Und ich wurde nicht enttäuscht, denn was man mir da um kurz vor 12.30 Uhr servierte war wirklich mal wieder sehr schmackhaft. Der Gulasch selbst, bestehend aus zarten Geflügelfleisch, Pfifferlingen und einem nicht genauer identifiziertem Pilz war zwar etwas dünnflüssig, aber ich konnte ja glücklicherweise die sehr bissfesten Kartoffelklöße dazu verwenden, die Sauce etwas aufzuklauben – auch wenn ich normalerweise weichere Klöße bevorzuge. Zur der Gesamtkomposition passte der grüne Spargel, der wohl gekocht war und in eigenem Sud serviert wurde, wieder einiger Bedenken meinerseits sehr gut. Und vor allem war alles mal wieder schön heiß.
Alles in allem mal wieder ein sehr gelungenes Mittagsgericht, bei dem ich mir wohl auch wegen der Kalorien nicht allzu viel sorgen machen muss.

Mein Abschlußurteil:
Geflügelgulasch mit Waldpilzen: ++
Grüner Spargel: ++
Kartoffelklöße: +

Hühnerfleisch mit grünen Bohnen [04.02.2008]
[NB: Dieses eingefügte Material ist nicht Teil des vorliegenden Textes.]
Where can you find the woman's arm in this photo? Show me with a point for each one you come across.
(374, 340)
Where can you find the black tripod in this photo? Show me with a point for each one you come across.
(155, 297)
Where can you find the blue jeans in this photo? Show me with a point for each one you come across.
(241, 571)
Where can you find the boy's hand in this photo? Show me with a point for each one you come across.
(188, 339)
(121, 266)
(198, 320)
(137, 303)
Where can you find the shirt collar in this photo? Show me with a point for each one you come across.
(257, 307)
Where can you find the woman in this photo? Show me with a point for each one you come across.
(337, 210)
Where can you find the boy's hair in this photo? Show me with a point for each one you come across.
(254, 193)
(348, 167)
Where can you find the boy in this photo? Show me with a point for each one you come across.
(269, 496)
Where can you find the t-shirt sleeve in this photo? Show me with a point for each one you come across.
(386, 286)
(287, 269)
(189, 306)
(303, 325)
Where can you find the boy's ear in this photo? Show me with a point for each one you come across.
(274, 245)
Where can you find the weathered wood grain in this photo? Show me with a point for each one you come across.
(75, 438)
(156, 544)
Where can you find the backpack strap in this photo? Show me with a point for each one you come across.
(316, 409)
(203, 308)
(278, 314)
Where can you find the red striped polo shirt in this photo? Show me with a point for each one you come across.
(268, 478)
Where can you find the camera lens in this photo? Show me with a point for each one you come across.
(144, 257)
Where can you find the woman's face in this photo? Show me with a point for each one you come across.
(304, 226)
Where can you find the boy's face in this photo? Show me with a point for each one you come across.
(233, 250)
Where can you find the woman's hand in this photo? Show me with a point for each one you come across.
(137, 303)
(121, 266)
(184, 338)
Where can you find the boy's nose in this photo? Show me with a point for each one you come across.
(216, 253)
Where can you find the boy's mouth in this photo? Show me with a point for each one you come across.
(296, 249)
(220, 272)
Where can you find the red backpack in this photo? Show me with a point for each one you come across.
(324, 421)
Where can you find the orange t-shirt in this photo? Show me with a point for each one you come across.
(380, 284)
Zu Beginn unserer heutigen Mittagspause stand eine kleine Odysee. Unsere erste Idee, das Wirtshaus Zeuner, bot heute Spiegelei, Spinat und Kartoffeln – was nicht auf besondere Zustimmung bei uns traf. Die nächste, naheliegende Idee war das Restaurant Zum Loewen – doch dies war während der Karnevalszeit leider geschlossen. So mussten wir uns schließlich nach einer dritten Alternative umsehen und landeten so im Asia-Food in der Wagnergasse, gelegen an der Ecke zur Quergasse. Ein kurzes Studium der Speisekarte verleitete mich schließlich dazu, mir heute einmal die Nummer 35 zu bestellen, Gebratenes Hühnerfleisch mit grünen Bohnen, Kokosmilch und Gemüse – scharf. Glücklicherweise war auch gerade einer der Tische frei, so daß wir diesen gleich in Beschlag nehmen konnten.
Etwa acht Minuten später wurden dann nach und nach unsere Speisen serviert.

Entgegen meiner Erwartung war das Gericht heute wirklich mal gut scharf – etwas was man hier in Deutschland beim Asiaten wirklich selten erlebt. Und die Größe der Portion war für den Preis von 4,50 €uronen wirklich nicht zu verachten. Einzig der Einsatz von grünen Bohnen, die auf der Karte neben dem Gemüse seperat erwähnt waren, schien irgendwie nicht so ganz zu der Gesamtkomposition zu passen. Nicht daß grüne Bohnen in der Asiatischen Küche unbekannt wären – aber visuell war der Anblick irgendwie ungewöhnlich – nur so am Rande erwähnt. Geschmacklich war es aber mehr als in Ordnung. Mein Gesamturteil: Sehr lecker – gerne wieder.